Time and again he spoke about the need for what he termed "flexibility" in the market. Supporters concurred with him.
Even when the club spent unprecedented sums of money in a calendar year on the expensive one signing, the costly another player and the significant Auston Trusty - none of whom have cut it so far, with one already having departed - the manager demanded increased resources and, often, he expressed this in openly.
He set a bomb about a lack of cohesion within the club and then distanced himself. When asked about his remarks at his next media briefing he would typically minimize it and almost contradict what he stated.
Lack of cohesion? Not at all, all are united, he'd claim. It looked like he was playing a risky strategy.

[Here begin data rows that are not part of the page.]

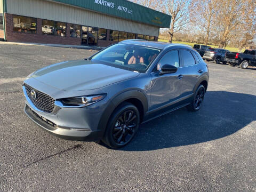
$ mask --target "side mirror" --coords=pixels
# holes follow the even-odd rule
[[[160,71],[159,74],[162,75],[166,74],[174,73],[177,71],[177,70],[178,68],[174,66],[169,64],[165,64],[161,67],[161,71]]]

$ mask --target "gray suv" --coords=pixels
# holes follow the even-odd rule
[[[207,61],[214,61],[217,64],[219,64],[221,62],[223,64],[226,64],[227,62],[224,61],[226,53],[229,52],[229,51],[222,49],[209,48],[205,51],[203,58]]]
[[[206,64],[188,46],[127,40],[29,75],[25,111],[55,136],[116,148],[140,123],[185,106],[200,109],[209,77]]]

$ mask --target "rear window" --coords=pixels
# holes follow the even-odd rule
[[[200,49],[200,45],[194,45],[194,48]]]

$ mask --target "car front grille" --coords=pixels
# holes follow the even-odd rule
[[[55,99],[51,96],[37,90],[26,84],[25,84],[24,86],[25,86],[28,97],[38,109],[48,113],[52,113],[55,107]],[[31,91],[32,90],[35,91],[36,92],[36,99],[32,98],[31,94]]]

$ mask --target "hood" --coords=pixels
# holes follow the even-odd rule
[[[139,73],[81,60],[62,62],[35,72],[32,77],[45,84],[65,91],[99,89],[134,78]]]

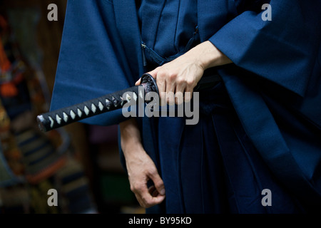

Earlier this year there was a report in a publication that allegedly originated from a insider close to the organization. It claimed that the manager was harming the team with his open criticisms and that his true aim was managing his exit strategy.
He didn't want to be there and he was arranging his exit, this was the implication of the article.
The fans were angered. They now saw him as akin to a sacrificial figure who might be removed on his honor because his board members wouldn't support his plans to achieve triumph.
The leak was damaging, naturally, and it was intended to harm Rodgers, which it did. He called for an inquiry and for the guilty person to be dismissed. Whether there was a examination then we learned no more about it.
By then it was clear the manager was losing the backing of the people above him.